The track is in the midst of an unprecedented suspension of racing in response to the deaths, with former track superintendent Dennis Moore and Mick Peterson of Racing Services Testing Lab being brought in to conduct a thorough analysis of the main track.
That inspection officially began Thursday. But Moore and Peterson said their review of the infield training track determined it was ready for light work by horses. None of the horse deaths at the facility involved injuries sustained on the training track.
While the inspection continues, track owner The Stronach Group announced a series of “safety and welfare” protocols that will be in effect when the track reopens.
— Trainers who want to put a horse through timed, high-speed training exercises will be required to ask for permission 24 hours in advance. Officials said the move will help track veterinarians identify “at-risk” horses by evaluating past performance, workout data and physical inspections.
— The track has hired additional veterinarians “to observe all horses entering and exiting the tracks each morning during training hours.”
— The track is also instituting a “House Rule” requiring “complete transparency with regard to veterinary records,” requiring that the records follow the horse through changes in trainers or owners.
— Santa Anita also created the position of Director of Equine Welfare, which will be filled by an accredited veterinarian. The position will oversee “all aspects of equine well-being and will lead a Rapid Response team for injuries.” That team will investigate all factors contributing to the injury and share its findings with the public, track officials said.
“We’re looking forward to returning to normal, but it will be a new normal,” said Tim Ritvo, chief operating officer of The Stronach Group. “The safety of our equine and human athletes remains our highest priority. We need to work together and continue to create not only our own internal audits, but an open and honest dialogue with all of the stakeholders and evaluate best practices at other racetracks around the world.”
Earlier Friday, Ritvo told Daily Racing Form that more intense, yet still restricted, workouts may begin on the training track Monday. He also said jogging and galloping may be permitted on the main track beginning Monday, possibly expanding to regular workouts by next weekend.
“We’ll start jogging and galloping for a few days and look to start working next weekend, if everything is good,” Ritvo told Daily Racing Form.
Ritvo said that depending on the status of the track inspection and the weather, racing could potentially resume at the track on March 21 or March 22.
The most recent fatality at the track occurred Tuesday morning, when a 4-year-old filly named Lets Light the Way was injured during training and had to be euthanized. The horse’s death was the 21st at the park since Dec. 26. Between December and February the previous year, only 10 horses died at the track, compared with eight in 2016-17 and 14 in 2015-16.

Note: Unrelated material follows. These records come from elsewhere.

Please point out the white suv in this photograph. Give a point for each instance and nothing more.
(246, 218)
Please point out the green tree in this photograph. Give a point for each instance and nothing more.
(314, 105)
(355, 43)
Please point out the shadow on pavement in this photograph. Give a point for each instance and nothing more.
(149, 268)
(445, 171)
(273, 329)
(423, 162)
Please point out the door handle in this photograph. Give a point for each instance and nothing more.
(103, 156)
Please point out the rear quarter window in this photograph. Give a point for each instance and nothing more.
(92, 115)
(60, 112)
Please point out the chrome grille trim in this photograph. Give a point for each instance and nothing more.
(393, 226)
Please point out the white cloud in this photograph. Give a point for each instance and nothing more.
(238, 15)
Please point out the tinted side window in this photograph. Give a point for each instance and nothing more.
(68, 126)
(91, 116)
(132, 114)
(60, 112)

The Tuesday death led to the suspension of all racing and training activity at the park to allow for the more thorough inspection of the racing surface.
Moore was Santa Anita’s track superintendent until he retired in December. He is now track superintendent for Del Mar and Los Alamitos race tracks.
The suspension of racing means some critical races that had been set for this weekend have been scrubbed and will need to be rescheduled.
Santa Anita was set to have five stakes races Saturday, including the Grade 2 San Felipe Stakes, in which Game Winner — who is undefeated in four starts and was named last year’s champion 2-year-old colt — was set to make his first 2019 start as he prepares for the Kentucky Derby.
Game Winner’s stablemate, Improbable, is undefeated in three starts and was also set for his 2019 debut in the same race for trainer Bob Baffert.
Other stakes races that had been set for Saturday were the Grade 1 Santa Anita Handicap, Grade 1 Frank E. Kilroe Mile, Grade 2 San Carlos Stakes and the China Doll Stakes.
One stakes race — the Santa Ysabel Stakes — was set for Sunday.
Some animal-advocacy groups, including People for the Ethical Treatment of Animals, have called for a halt to racing at the track and for investigations into the trainers and veterinary records of the horses that have died.